Er komt weer een warm weekend aan. Waar moet je op letten?
1. Zweet moet verdampen
Zweet kan makkelijk verdampen als de kleding gemaakt is van licht, ademend en los geweven materiaal. Wissel regelmatig van shirt, zodat niet in doorweekte kleding gesport hoeft te worden. Polsbandjes zijn handig om de handpalmen droog te houden en met een hoofdband kun je het zweet uit je ogen houden.
2. Beschermen tegen de zon
Ultraviolette stralen (UV), zowel UV-A als UV-B, kunnen de ogen beschadigen en huidkanker veroorzaken. Een pet houdt het hoofd koel en beschermt gezicht en nek tegen verbranding. Tegen felle schittering van de zon is een zonnebril of donkere contactlenzen geen overbodige luxe. Op de langere termijn is dit ook beter voor de ogen. De huid kan het best beschermd worden met een zonnebrandcrème met een goede beschermingsfactor (BF) of Sun Protection Factor (SPF). Aangeraden wordt om in Nederland minimaal factor 10 tot 12 te gebruiken. Kleding heeft de voorkeur boven zonnebrandcrème. ‘s Zomers staat de zon het hoogst tussen 12 en 3 uur en is er meer UV-straling. Het is dus het beste om ‘s morgens of in de vooravond te sporten.
3. Wat is de WBGT?
De Wet Bulb Globe Temperatur (WBTG) is een maat voor de omgevingsstress en wordt berekend uit de temperatuur van de lucht, de vochtigheid, de wind en de straling van de zon. Veel sportbonden houden de WBGT aan als richtlijn om te bepalen of wedstrijden door kunnen gaan of afgelast moeten worden vanwege de verwachte weersomstandigheden. In de regels van de Womens Tennis Association (WTA) en International Tennis Federation (ITF) is bijvoorbeeld opgenomen dat bij een WBGT boven de 28 graden Celsius wedstrijden uitgesteld kunnen worden.
4. Voldoende vocht
Zorg ervoor voldoende te drinken. Bij kortdurende inspanningen, bijvoorbeeld een training van een uur, is water drinken een goede manier om vochtverlies aan te vullen.

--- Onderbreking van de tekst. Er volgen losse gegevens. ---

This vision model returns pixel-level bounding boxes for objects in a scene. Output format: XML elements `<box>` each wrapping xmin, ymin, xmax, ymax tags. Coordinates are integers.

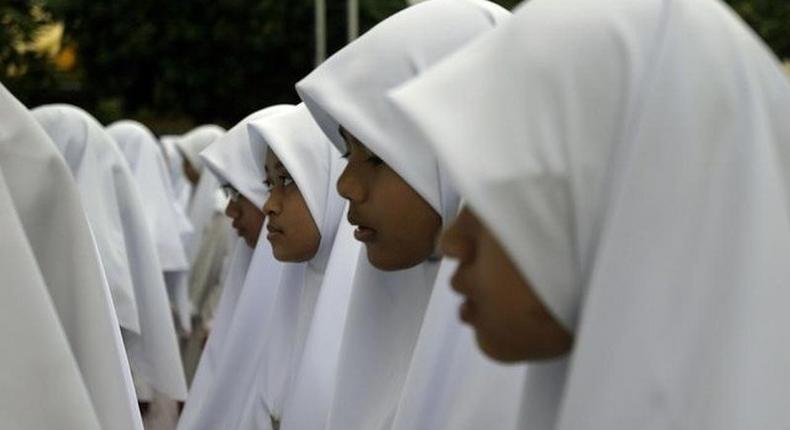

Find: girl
<box><xmin>394</xmin><ymin>0</ymin><xmax>790</xmax><ymax>429</ymax></box>
<box><xmin>297</xmin><ymin>0</ymin><xmax>521</xmax><ymax>429</ymax></box>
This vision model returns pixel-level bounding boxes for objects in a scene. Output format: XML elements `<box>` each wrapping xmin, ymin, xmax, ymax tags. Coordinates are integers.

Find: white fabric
<box><xmin>200</xmin><ymin>105</ymin><xmax>293</xmax><ymax>208</ymax></box>
<box><xmin>296</xmin><ymin>0</ymin><xmax>518</xmax><ymax>429</ymax></box>
<box><xmin>394</xmin><ymin>0</ymin><xmax>790</xmax><ymax>430</ymax></box>
<box><xmin>178</xmin><ymin>105</ymin><xmax>292</xmax><ymax>430</ymax></box>
<box><xmin>229</xmin><ymin>105</ymin><xmax>353</xmax><ymax>428</ymax></box>
<box><xmin>174</xmin><ymin>124</ymin><xmax>225</xmax><ymax>172</ymax></box>
<box><xmin>392</xmin><ymin>261</ymin><xmax>526</xmax><ymax>430</ymax></box>
<box><xmin>0</xmin><ymin>81</ymin><xmax>106</xmax><ymax>430</ymax></box>
<box><xmin>33</xmin><ymin>105</ymin><xmax>186</xmax><ymax>399</ymax></box>
<box><xmin>159</xmin><ymin>135</ymin><xmax>192</xmax><ymax>211</ymax></box>
<box><xmin>107</xmin><ymin>120</ymin><xmax>191</xmax><ymax>272</ymax></box>
<box><xmin>170</xmin><ymin>125</ymin><xmax>224</xmax><ymax>334</ymax></box>
<box><xmin>278</xmin><ymin>220</ymin><xmax>362</xmax><ymax>430</ymax></box>
<box><xmin>0</xmin><ymin>96</ymin><xmax>142</xmax><ymax>430</ymax></box>
<box><xmin>25</xmin><ymin>106</ymin><xmax>140</xmax><ymax>333</ymax></box>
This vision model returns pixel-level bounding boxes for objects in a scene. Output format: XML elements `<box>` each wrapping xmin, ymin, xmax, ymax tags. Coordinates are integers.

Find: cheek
<box><xmin>371</xmin><ymin>169</ymin><xmax>441</xmax><ymax>250</ymax></box>
<box><xmin>281</xmin><ymin>192</ymin><xmax>321</xmax><ymax>261</ymax></box>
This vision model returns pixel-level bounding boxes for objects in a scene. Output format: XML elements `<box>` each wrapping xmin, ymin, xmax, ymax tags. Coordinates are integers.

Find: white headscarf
<box><xmin>296</xmin><ymin>0</ymin><xmax>507</xmax><ymax>429</ymax></box>
<box><xmin>394</xmin><ymin>0</ymin><xmax>790</xmax><ymax>430</ymax></box>
<box><xmin>178</xmin><ymin>105</ymin><xmax>292</xmax><ymax>430</ymax></box>
<box><xmin>33</xmin><ymin>105</ymin><xmax>186</xmax><ymax>400</ymax></box>
<box><xmin>159</xmin><ymin>135</ymin><xmax>192</xmax><ymax>211</ymax></box>
<box><xmin>175</xmin><ymin>124</ymin><xmax>225</xmax><ymax>172</ymax></box>
<box><xmin>278</xmin><ymin>220</ymin><xmax>362</xmax><ymax>430</ymax></box>
<box><xmin>23</xmin><ymin>107</ymin><xmax>140</xmax><ymax>333</ymax></box>
<box><xmin>0</xmin><ymin>84</ymin><xmax>125</xmax><ymax>430</ymax></box>
<box><xmin>229</xmin><ymin>105</ymin><xmax>353</xmax><ymax>428</ymax></box>
<box><xmin>107</xmin><ymin>120</ymin><xmax>191</xmax><ymax>272</ymax></box>
<box><xmin>168</xmin><ymin>125</ymin><xmax>225</xmax><ymax>333</ymax></box>
<box><xmin>0</xmin><ymin>95</ymin><xmax>142</xmax><ymax>429</ymax></box>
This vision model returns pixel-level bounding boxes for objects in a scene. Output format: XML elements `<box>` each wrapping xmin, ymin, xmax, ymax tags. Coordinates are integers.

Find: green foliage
<box><xmin>49</xmin><ymin>0</ymin><xmax>313</xmax><ymax>125</ymax></box>
<box><xmin>0</xmin><ymin>0</ymin><xmax>790</xmax><ymax>132</ymax></box>
<box><xmin>0</xmin><ymin>0</ymin><xmax>58</xmax><ymax>90</ymax></box>
<box><xmin>726</xmin><ymin>0</ymin><xmax>790</xmax><ymax>59</ymax></box>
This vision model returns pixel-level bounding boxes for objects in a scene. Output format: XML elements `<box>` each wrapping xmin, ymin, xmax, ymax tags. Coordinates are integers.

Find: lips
<box><xmin>450</xmin><ymin>267</ymin><xmax>477</xmax><ymax>325</ymax></box>
<box><xmin>266</xmin><ymin>222</ymin><xmax>283</xmax><ymax>240</ymax></box>
<box><xmin>348</xmin><ymin>211</ymin><xmax>376</xmax><ymax>242</ymax></box>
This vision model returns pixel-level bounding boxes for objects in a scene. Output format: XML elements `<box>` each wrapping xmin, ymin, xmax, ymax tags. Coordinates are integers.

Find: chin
<box><xmin>272</xmin><ymin>244</ymin><xmax>315</xmax><ymax>263</ymax></box>
<box><xmin>475</xmin><ymin>328</ymin><xmax>528</xmax><ymax>363</ymax></box>
<box><xmin>365</xmin><ymin>244</ymin><xmax>427</xmax><ymax>272</ymax></box>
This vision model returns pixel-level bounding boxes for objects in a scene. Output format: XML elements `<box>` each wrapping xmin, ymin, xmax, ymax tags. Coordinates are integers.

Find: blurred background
<box><xmin>0</xmin><ymin>0</ymin><xmax>790</xmax><ymax>134</ymax></box>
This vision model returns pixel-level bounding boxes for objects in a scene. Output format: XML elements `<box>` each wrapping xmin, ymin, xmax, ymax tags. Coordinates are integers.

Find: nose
<box><xmin>337</xmin><ymin>163</ymin><xmax>367</xmax><ymax>203</ymax></box>
<box><xmin>262</xmin><ymin>187</ymin><xmax>282</xmax><ymax>217</ymax></box>
<box><xmin>225</xmin><ymin>202</ymin><xmax>241</xmax><ymax>219</ymax></box>
<box><xmin>439</xmin><ymin>208</ymin><xmax>474</xmax><ymax>263</ymax></box>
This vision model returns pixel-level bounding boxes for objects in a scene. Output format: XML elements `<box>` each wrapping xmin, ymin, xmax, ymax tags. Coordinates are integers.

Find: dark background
<box><xmin>0</xmin><ymin>0</ymin><xmax>790</xmax><ymax>133</ymax></box>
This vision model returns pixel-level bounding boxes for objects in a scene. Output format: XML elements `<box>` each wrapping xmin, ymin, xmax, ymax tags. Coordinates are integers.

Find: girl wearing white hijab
<box><xmin>297</xmin><ymin>0</ymin><xmax>521</xmax><ymax>429</ymax></box>
<box><xmin>178</xmin><ymin>105</ymin><xmax>292</xmax><ymax>430</ymax></box>
<box><xmin>233</xmin><ymin>105</ymin><xmax>355</xmax><ymax>430</ymax></box>
<box><xmin>0</xmin><ymin>84</ymin><xmax>136</xmax><ymax>430</ymax></box>
<box><xmin>33</xmin><ymin>105</ymin><xmax>186</xmax><ymax>401</ymax></box>
<box><xmin>167</xmin><ymin>125</ymin><xmax>227</xmax><ymax>335</ymax></box>
<box><xmin>394</xmin><ymin>0</ymin><xmax>790</xmax><ymax>430</ymax></box>
<box><xmin>159</xmin><ymin>134</ymin><xmax>192</xmax><ymax>211</ymax></box>
<box><xmin>107</xmin><ymin>120</ymin><xmax>191</xmax><ymax>272</ymax></box>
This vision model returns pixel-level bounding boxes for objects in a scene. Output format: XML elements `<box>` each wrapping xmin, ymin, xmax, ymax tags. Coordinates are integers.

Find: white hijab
<box><xmin>394</xmin><ymin>0</ymin><xmax>790</xmax><ymax>430</ymax></box>
<box><xmin>236</xmin><ymin>105</ymin><xmax>353</xmax><ymax>429</ymax></box>
<box><xmin>107</xmin><ymin>120</ymin><xmax>191</xmax><ymax>272</ymax></box>
<box><xmin>178</xmin><ymin>105</ymin><xmax>292</xmax><ymax>430</ymax></box>
<box><xmin>159</xmin><ymin>135</ymin><xmax>192</xmax><ymax>211</ymax></box>
<box><xmin>168</xmin><ymin>125</ymin><xmax>225</xmax><ymax>334</ymax></box>
<box><xmin>25</xmin><ymin>106</ymin><xmax>140</xmax><ymax>333</ymax></box>
<box><xmin>33</xmin><ymin>105</ymin><xmax>186</xmax><ymax>400</ymax></box>
<box><xmin>0</xmin><ymin>84</ymin><xmax>124</xmax><ymax>430</ymax></box>
<box><xmin>296</xmin><ymin>0</ymin><xmax>507</xmax><ymax>429</ymax></box>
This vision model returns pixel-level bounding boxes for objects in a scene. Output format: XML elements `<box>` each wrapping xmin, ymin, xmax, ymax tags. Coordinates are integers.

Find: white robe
<box><xmin>393</xmin><ymin>0</ymin><xmax>790</xmax><ymax>430</ymax></box>
<box><xmin>296</xmin><ymin>0</ymin><xmax>523</xmax><ymax>429</ymax></box>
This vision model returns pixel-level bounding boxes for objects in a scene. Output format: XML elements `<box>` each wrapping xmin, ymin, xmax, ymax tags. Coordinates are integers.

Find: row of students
<box><xmin>0</xmin><ymin>0</ymin><xmax>790</xmax><ymax>430</ymax></box>
<box><xmin>181</xmin><ymin>0</ymin><xmax>790</xmax><ymax>429</ymax></box>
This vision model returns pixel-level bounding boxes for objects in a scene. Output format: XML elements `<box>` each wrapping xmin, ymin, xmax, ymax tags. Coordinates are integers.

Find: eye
<box><xmin>365</xmin><ymin>155</ymin><xmax>384</xmax><ymax>166</ymax></box>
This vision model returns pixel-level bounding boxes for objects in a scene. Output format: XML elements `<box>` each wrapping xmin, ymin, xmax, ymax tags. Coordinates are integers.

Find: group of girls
<box><xmin>0</xmin><ymin>0</ymin><xmax>790</xmax><ymax>430</ymax></box>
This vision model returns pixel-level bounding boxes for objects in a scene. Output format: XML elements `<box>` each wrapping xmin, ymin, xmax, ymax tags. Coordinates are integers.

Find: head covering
<box><xmin>169</xmin><ymin>125</ymin><xmax>224</xmax><ymax>333</ymax></box>
<box><xmin>24</xmin><ymin>106</ymin><xmax>140</xmax><ymax>333</ymax></box>
<box><xmin>33</xmin><ymin>105</ymin><xmax>186</xmax><ymax>400</ymax></box>
<box><xmin>178</xmin><ymin>105</ymin><xmax>292</xmax><ymax>430</ymax></box>
<box><xmin>0</xmin><ymin>84</ymin><xmax>123</xmax><ymax>430</ymax></box>
<box><xmin>159</xmin><ymin>135</ymin><xmax>192</xmax><ymax>211</ymax></box>
<box><xmin>200</xmin><ymin>105</ymin><xmax>293</xmax><ymax>209</ymax></box>
<box><xmin>394</xmin><ymin>0</ymin><xmax>790</xmax><ymax>430</ymax></box>
<box><xmin>278</xmin><ymin>218</ymin><xmax>362</xmax><ymax>430</ymax></box>
<box><xmin>107</xmin><ymin>120</ymin><xmax>191</xmax><ymax>272</ymax></box>
<box><xmin>175</xmin><ymin>124</ymin><xmax>225</xmax><ymax>172</ymax></box>
<box><xmin>232</xmin><ymin>105</ymin><xmax>353</xmax><ymax>427</ymax></box>
<box><xmin>296</xmin><ymin>0</ymin><xmax>507</xmax><ymax>429</ymax></box>
<box><xmin>0</xmin><ymin>93</ymin><xmax>142</xmax><ymax>430</ymax></box>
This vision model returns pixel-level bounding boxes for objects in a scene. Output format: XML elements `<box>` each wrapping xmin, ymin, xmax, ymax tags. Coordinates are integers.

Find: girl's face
<box><xmin>263</xmin><ymin>148</ymin><xmax>321</xmax><ymax>263</ymax></box>
<box><xmin>223</xmin><ymin>185</ymin><xmax>263</xmax><ymax>248</ymax></box>
<box><xmin>441</xmin><ymin>207</ymin><xmax>573</xmax><ymax>362</ymax></box>
<box><xmin>337</xmin><ymin>128</ymin><xmax>442</xmax><ymax>270</ymax></box>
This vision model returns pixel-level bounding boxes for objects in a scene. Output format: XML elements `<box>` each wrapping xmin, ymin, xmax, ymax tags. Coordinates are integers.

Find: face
<box><xmin>225</xmin><ymin>186</ymin><xmax>263</xmax><ymax>248</ymax></box>
<box><xmin>337</xmin><ymin>128</ymin><xmax>442</xmax><ymax>270</ymax></box>
<box><xmin>441</xmin><ymin>208</ymin><xmax>573</xmax><ymax>362</ymax></box>
<box><xmin>181</xmin><ymin>157</ymin><xmax>200</xmax><ymax>185</ymax></box>
<box><xmin>263</xmin><ymin>149</ymin><xmax>321</xmax><ymax>263</ymax></box>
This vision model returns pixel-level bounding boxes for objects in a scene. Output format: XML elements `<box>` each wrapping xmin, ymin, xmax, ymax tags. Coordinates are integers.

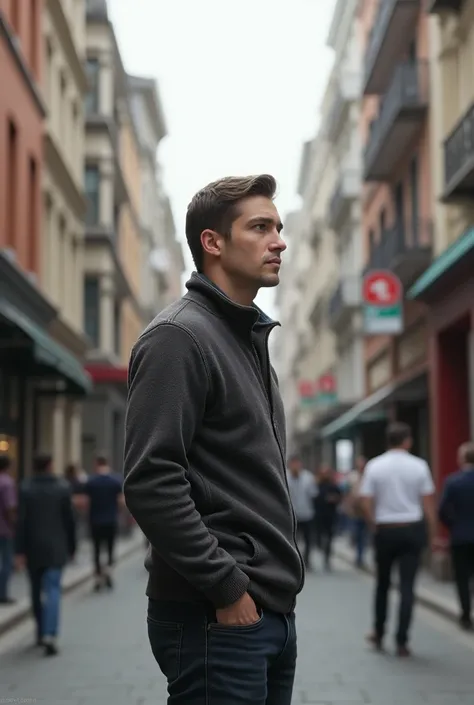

5. Mineralen en koolhydraten aanvullen
Bij langere trainingsperioden en tijdens wedstrijden is het verstandig om niet alleen het vocht, maar ook de mineralen en koolhydraten aan te vullen. Isotone dranken zijn hiertoe uitstekend geschikt. Na één à twee uur sporten raken ook de koolhydraatreserves uitgeput en kunnen sportdranken met extra energie de sportprestaties verbeteren. Vermijd het drinken van energiedranken (hypertoon), daar het vochtverlies in het algemeen groter zal zijn dan het energieverlies.
6. Géén zouttabletten
Vroeger werden zouttabletten nog wel eens aanbevolen op warme, hete wedstrijddagen. Doe dit echter niet. Hoewel het juist is dat zweet zout bevat, is het gebruiken van zouttabletten vergelijkbaar met het drinken van zeewater als je dorst hebt. Het verergert het probleem alleen maar. Drink ruim vocht en vul het verlies van zouten aan met het natuurlijke zout van je voeding.
7. Pauze houden
Tijdens trainingen in de hitte is ruim gebruik van pauzes (dertig minuten spelen, twintig minuten rust) aan te bevelen. Indien je een wedstrijd moet lopen, loop dan zoveel mogelijk in de schaduw wanneer mogelijk. Koel het gezicht met koud water. Het lichaam koelt ook af van een natte spons of doek in de nek.
8. Gewichtsverlies peilen
Weeg jezelf voor en na de training of wedstrijd. Een gewichtsverlies van slechts drie procent (twee liter vocht voor iemand van zeventig kilo) zorgt voor een ernstige afname van de prestatie. Vul vochttekorten binnen 24 uur aan.
9. Kans op herhaling
Mensen die in het verleden problemen met de warmte hebben gehad, lopen een groter risico op een herhaling en doen er verstandig aan sporten in de zon tot een minimum te beperken. Kinderen, ouderen, zieken en minder fitte mensen lopen een groter risico op warmteaandoeningen. Zij kunnen situaties van extreme en langdurige warmte beter vermijden.
10. De training opbouwen
Acclimatiseren is belangrijk, zeker ook als je afreist naar een gebied met een warmer klimaat. Het circulatiesysteem kan de lichaamstemperatuur efficiënter regelen als je de lengte van de trainingen geleidelijk opbouwt. Getrainde sporters zweten bijvoorbeeld meer en sneller bij lagere temperaturen dan ongetrainde.